Красавина. Я обманываю? Значит, ты души моей не знаешь. Ты слыхал ли когда песню:
Никто души моей не знает
И чувств моих не могут описать.
Бальзаминов. За что она меня, маменька, обманывает? Что я ей сделал? Она сваха – она и должна сватать, а не обманывать.
Красавина. А ты ищи себе под пару, так тебя никто и не будет обманывать; а то ты всё не под масть выбираешь-то. Глаза-то у тебя больно завистливы.
Бальзаминов. А тебе какое дело? Да и совсем не от зависти я хочу жениться на богатой, а оттого что у меня благородные чувства. Разве можно с облагороженными понятиями в бедности жить? А коли я не могу никакими средствами достать себе денег, значит я должен жениться на богатой. (Садится.) Ах, маменька, какая это обида, что все на свете так нехорошо заведено! Богатый женится на богатой, бедный – на бедной. Есть ли в этом какая справедливость? Одно только притеснение для бедных людей. Если б я был царь, я бы издал такой закон, чтоб богатый женился на бедной, а бедный – на богатой; а кто не послушается, тому смертная казнь.
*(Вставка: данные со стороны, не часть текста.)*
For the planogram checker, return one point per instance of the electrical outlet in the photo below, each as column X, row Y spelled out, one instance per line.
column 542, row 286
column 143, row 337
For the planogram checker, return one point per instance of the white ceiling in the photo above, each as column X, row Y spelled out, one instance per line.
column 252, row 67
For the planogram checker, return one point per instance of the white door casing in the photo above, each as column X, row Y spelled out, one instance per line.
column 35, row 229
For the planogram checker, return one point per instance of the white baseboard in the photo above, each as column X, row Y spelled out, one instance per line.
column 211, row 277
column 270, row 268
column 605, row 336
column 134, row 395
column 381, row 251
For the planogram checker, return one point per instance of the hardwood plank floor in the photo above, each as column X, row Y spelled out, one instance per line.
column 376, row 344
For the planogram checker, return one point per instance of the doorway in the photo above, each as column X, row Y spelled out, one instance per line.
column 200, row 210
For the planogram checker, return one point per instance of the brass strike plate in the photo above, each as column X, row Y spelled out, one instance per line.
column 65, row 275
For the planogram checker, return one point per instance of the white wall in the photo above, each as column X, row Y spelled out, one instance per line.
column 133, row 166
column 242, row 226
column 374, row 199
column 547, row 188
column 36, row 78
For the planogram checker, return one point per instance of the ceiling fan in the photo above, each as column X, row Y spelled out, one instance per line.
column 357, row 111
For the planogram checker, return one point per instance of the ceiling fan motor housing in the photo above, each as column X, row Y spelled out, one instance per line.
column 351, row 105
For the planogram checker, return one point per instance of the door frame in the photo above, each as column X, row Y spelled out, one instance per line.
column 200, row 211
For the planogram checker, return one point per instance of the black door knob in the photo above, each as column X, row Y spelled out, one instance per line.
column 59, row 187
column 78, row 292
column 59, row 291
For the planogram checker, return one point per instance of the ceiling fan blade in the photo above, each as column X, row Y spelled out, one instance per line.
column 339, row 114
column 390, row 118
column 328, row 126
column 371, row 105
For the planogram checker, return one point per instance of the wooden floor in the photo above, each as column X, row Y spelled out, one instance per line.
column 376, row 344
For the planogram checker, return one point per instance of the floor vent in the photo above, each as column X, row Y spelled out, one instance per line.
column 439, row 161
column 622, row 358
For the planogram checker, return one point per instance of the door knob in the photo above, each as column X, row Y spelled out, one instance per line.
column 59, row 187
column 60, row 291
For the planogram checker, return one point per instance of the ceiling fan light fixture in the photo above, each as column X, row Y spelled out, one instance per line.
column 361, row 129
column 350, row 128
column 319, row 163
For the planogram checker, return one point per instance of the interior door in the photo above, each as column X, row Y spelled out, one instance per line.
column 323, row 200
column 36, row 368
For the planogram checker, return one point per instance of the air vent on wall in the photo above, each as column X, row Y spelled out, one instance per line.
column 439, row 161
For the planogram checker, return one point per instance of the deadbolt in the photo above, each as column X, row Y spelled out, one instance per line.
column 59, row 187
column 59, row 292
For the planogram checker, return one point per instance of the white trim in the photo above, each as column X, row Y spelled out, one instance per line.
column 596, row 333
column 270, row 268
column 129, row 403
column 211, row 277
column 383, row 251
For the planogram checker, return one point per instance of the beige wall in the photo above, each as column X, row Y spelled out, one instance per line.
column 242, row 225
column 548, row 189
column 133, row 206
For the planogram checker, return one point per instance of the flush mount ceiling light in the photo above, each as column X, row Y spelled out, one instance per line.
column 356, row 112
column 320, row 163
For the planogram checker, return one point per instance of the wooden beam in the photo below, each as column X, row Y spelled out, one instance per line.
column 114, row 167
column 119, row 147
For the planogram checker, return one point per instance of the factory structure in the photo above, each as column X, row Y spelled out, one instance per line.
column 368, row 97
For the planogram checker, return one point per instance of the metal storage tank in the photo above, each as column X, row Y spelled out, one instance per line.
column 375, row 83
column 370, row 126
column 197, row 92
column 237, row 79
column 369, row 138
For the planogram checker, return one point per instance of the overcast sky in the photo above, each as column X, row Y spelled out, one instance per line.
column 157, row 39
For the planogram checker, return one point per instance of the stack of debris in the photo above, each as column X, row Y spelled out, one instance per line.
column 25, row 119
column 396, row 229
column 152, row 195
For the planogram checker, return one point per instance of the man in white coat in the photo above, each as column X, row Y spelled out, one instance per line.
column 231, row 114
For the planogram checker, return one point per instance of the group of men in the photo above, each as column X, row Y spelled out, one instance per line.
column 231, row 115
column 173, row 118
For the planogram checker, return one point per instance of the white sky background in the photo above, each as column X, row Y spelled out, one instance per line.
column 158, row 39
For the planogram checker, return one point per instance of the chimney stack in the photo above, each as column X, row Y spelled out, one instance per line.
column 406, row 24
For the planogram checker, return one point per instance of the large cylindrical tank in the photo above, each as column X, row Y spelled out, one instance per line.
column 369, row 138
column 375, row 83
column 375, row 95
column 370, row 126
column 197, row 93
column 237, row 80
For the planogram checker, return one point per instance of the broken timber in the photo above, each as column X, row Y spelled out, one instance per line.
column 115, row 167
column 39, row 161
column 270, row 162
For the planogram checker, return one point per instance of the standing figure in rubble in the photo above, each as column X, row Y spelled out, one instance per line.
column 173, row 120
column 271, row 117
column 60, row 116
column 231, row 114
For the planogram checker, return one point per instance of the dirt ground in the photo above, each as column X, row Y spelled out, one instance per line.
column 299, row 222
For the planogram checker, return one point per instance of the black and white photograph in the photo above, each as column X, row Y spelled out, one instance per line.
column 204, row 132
Красавина. Ну вот когда такой закон от тебя выдет, тогда мы и будем жить по-твоему; а до тех пор, уж ты не взыщи, все будет по старому русскому заведению: «По Сеньке шапка, по Еремке кафтан». А то вот тебе еще другая пословица: «Видит собака молоко, да рыло коротко».
Бальзаминов. Вот видите, маменька, вот она опять все на смех. Зачем она пришла? Кто ее просил?
Красавина. Мне ведь как хотите! Я из-за своего добра кланяться не стану. Какая мне оказия?
Бальзаминова. Что это ты, Гавриловна? Ты видишь, он не в своем уме. Как тебе, Миша, не стыдно!
Красавина. Что ж он важность-то на себя напустил? Навязывать ему, что ли? Уж это много чести будет! Москва-то не клином сошлась: найду не хуже его.
Бальзаминова. Нет, ты этого, Гавриловна, не делай. Это тебе грех будет! Ты, Миша, еще не знаешь, какие она нам благодеяния оказывает. Вот ты поговори с ней, а я пойду: признаться сказать, после бани-то отдохнуть хочется. Я полчасика, не больше.
Красавина. Да хоть и больше, так кто ж тебе запретит?
Бальзаминова уходит.
Явление пятое
Красавина, Бальзаминов, потом Матрена.
Бальзаминов. Вот ты сердиться-то умеешь, а каково мне было тогда, как меня из дому выгнали? Вот так асаже!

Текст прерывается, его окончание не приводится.